A Manchester synagogue which owes £10,000 to a burial board has been urged to sell its building.
Higher Crumpsall and Higher Broughton Hebrew Congregation in north Manchester has been unable to maintain payments to the Rainsough Joint Hebrew Burial Board and has not kept burial fees paid by members in a separate account.
The synagogue, built in 1928, is supposed to pay one third of the £30,000 annual running costs of the board, which deals with the maintenance of Rainsough Cemetery in Prestwich, and now owes it more than £10,000.
Brian White, who set up the Rainsough Charitable Trust four years ago to raise money for cemetery improvements, has accused Higher Crumpsall of spending its members' burial fees, and claims the only solution is to sell the building.
Accounts distributed to members show that the synagogue owes £25,000 to creditors, and has only £2 in its current account.
The accounts also show that members' subscriptions is spent on wages, bills and repairs, but do not indicate a separate holding for the burial fees.
Mr White said: "Higher Crumpsall has deteriorated both physically and in terms of its membership. There are 170 members who have paid membership for 50 years and there isn't a penny to pay for their burials or funerals, and that's a tragedy.
"The shul has never had separate accounts or funds for burials. It's used all its funds by paying staff and repairs and there is nothing left. There has been gross mismanagement."
Rabbi Yehuda Brodie, administrator of the Kashrut Authority, which is a partner in the burial board, said: "There is declining membership but the shul still has the same responsibilities, and that's the main reason there is a poor record of payments.
"We are exerting as much pressure as we can.
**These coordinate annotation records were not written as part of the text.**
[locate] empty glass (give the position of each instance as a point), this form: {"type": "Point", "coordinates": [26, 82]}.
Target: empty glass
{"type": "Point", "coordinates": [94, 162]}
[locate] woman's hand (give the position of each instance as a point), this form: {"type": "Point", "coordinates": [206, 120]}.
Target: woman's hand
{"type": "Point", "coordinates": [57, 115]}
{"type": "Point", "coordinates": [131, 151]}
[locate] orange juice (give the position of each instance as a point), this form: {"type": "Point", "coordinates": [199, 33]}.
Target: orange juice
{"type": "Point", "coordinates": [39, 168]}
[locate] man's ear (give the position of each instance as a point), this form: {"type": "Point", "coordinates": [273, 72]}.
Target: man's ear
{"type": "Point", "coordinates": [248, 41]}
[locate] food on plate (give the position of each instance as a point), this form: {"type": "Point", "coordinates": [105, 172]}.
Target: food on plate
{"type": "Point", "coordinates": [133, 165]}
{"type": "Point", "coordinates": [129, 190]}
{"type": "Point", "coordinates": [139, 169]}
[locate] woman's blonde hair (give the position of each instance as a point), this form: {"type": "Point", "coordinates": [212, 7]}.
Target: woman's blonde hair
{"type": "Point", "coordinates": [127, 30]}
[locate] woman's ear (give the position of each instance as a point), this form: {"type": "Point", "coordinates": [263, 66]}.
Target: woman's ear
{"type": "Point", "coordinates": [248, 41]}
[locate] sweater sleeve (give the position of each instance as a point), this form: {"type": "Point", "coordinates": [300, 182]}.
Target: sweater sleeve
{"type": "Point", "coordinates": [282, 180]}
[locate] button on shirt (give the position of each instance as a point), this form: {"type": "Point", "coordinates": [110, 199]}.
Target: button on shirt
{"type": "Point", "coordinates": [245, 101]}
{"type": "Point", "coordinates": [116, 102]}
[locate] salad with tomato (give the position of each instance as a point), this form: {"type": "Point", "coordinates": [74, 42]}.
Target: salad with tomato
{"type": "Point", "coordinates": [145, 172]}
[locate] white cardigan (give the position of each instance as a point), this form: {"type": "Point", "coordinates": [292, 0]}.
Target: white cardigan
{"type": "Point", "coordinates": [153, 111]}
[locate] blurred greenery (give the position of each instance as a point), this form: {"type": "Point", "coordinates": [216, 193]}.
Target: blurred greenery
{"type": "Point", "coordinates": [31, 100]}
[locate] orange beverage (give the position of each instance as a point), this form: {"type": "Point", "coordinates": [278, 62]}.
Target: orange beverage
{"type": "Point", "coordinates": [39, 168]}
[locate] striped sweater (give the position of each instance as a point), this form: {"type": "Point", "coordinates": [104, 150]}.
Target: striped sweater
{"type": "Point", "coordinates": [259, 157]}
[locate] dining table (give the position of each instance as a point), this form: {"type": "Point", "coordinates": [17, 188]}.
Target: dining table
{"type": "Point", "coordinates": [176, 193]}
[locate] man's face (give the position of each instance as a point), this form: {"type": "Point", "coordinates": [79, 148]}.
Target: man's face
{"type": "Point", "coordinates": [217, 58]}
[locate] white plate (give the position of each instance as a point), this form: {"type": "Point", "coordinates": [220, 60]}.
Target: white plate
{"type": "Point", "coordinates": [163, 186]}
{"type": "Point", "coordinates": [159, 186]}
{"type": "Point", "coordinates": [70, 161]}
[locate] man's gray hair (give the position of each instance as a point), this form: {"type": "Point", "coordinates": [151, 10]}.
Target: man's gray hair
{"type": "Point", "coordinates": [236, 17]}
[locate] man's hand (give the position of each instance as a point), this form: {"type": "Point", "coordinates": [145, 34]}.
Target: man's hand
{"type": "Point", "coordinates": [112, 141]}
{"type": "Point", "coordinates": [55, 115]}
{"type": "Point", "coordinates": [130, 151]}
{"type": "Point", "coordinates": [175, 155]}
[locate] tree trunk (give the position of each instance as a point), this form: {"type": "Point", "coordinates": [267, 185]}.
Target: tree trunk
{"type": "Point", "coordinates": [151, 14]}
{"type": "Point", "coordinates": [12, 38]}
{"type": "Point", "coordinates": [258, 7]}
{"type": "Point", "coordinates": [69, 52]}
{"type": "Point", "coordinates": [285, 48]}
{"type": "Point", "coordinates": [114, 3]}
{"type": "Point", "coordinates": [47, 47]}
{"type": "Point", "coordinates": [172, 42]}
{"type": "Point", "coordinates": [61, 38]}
The last method we used was by threatening not to allow a monument to be erected."
Eileen Somers, administrator at Higher Crumpsall, said: "We did have a financial crisis and got behind with payments. But it's under control. We had withheld payments because Rainsough is waterlogged.
"The accounts have not been signed off because they are not completed. We have found there is money owing to us from the Inland Revenue and once that is in, we will pay. When I come to pay for funerals, the money is there."
But Mr White said: "The only solution is to sell the building and put the money into a separate burial fund or tell the members they have to pay their burial fees again - but most are not in a position to do so."
Selling the building has its own issues. The synagogue has received £296,000 in repair grants from the Heritage Lottery Fund since 2004 and would have to pay back the grant if the building is sold.